Google testing biometric support for Autofill service


Keumars Afifi-Sabet

13 Jan, 2020

Google is toying with adding biometric support to its Autofill service on Android devices, deployed by users to automatically populate online forms and apps with personal and sensitive information.

Android code that hasn’t yet been enabled suggests Google’s built-in service could, in a future update, introduce an additional security layer involving fingerprint scanning or facial recognition, according to XDA Developers

The additional step would be handled through the ‘BiometricPromptAPI’, and would aim to resolve a security concern that has riddled Google’s auto-fill feature for years.

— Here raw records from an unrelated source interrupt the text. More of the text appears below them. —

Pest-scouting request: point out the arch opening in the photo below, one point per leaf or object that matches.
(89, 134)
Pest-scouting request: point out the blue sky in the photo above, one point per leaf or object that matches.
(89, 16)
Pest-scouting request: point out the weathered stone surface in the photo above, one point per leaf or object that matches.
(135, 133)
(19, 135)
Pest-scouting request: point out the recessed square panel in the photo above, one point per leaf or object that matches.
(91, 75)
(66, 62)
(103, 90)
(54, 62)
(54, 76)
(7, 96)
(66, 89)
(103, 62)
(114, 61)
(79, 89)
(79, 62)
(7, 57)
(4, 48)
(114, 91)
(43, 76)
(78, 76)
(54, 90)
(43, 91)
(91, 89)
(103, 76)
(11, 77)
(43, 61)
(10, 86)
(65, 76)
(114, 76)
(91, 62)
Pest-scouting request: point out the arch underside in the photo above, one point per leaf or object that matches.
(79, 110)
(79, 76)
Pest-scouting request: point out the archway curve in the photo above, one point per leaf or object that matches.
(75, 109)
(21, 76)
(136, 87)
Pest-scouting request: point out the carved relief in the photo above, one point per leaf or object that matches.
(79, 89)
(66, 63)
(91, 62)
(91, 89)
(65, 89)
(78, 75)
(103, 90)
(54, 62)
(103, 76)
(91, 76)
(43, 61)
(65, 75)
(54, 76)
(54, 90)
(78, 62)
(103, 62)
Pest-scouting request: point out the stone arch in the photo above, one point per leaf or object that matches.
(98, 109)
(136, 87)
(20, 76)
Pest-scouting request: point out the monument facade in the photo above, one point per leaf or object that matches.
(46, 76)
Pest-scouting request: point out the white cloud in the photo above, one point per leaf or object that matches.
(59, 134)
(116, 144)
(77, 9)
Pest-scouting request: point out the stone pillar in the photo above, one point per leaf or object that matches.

Autofill allows Android users to automatically populate forms and apps with information like passwords, addresses and credit card details, that’s synced with their Google account.

With Google’s Android 8 Oreo operating system, the inclusion of an Autofill API opened up support to third-party password managers like LastPass and Dashlane.

Using the equivalent of Autofill with these apps, however, generally requires users to pass an additional layer of security, like a quick fingerprint scan, to verify their identity.

Unlike these third-party apps, however, Google’s own feature has never demanded any additional form of authentication.

Attackers, therefore, could in theory gain access to a wealth of sensitive information – including financial data – by just bypassing the passcodes users set that allows access into their devices.

According to an APK teardown, biometric support options would be enabled within the Autofill settings portion of the Android settings menu, under ‘autofill security’. 

Users could then separately toggle biometric support on or off for payment information and credentials like usernames and passwords.

Biometric security is increasingly being seen as a reliable and secure alternative to traditional passwords and passcodes. The use of password managers, too, is often recommended by security experts as a means of improving cyber hygiene.

Microsoft, for instance, is a company that’s been highly vocal about the need to shift away from conventional passwords and for users to instead embrace biometrics as an alternative. Its chief information security officer Bret Arsenault has in the past called for online passwords to be eliminated entirely.

Embracing biometric support completely, however, presents its own security challenges, as the Biostar 2 data breach showed, with the nature of the biometric data taken for more permanent than usernames and passwords, which are stolen in most other breaches.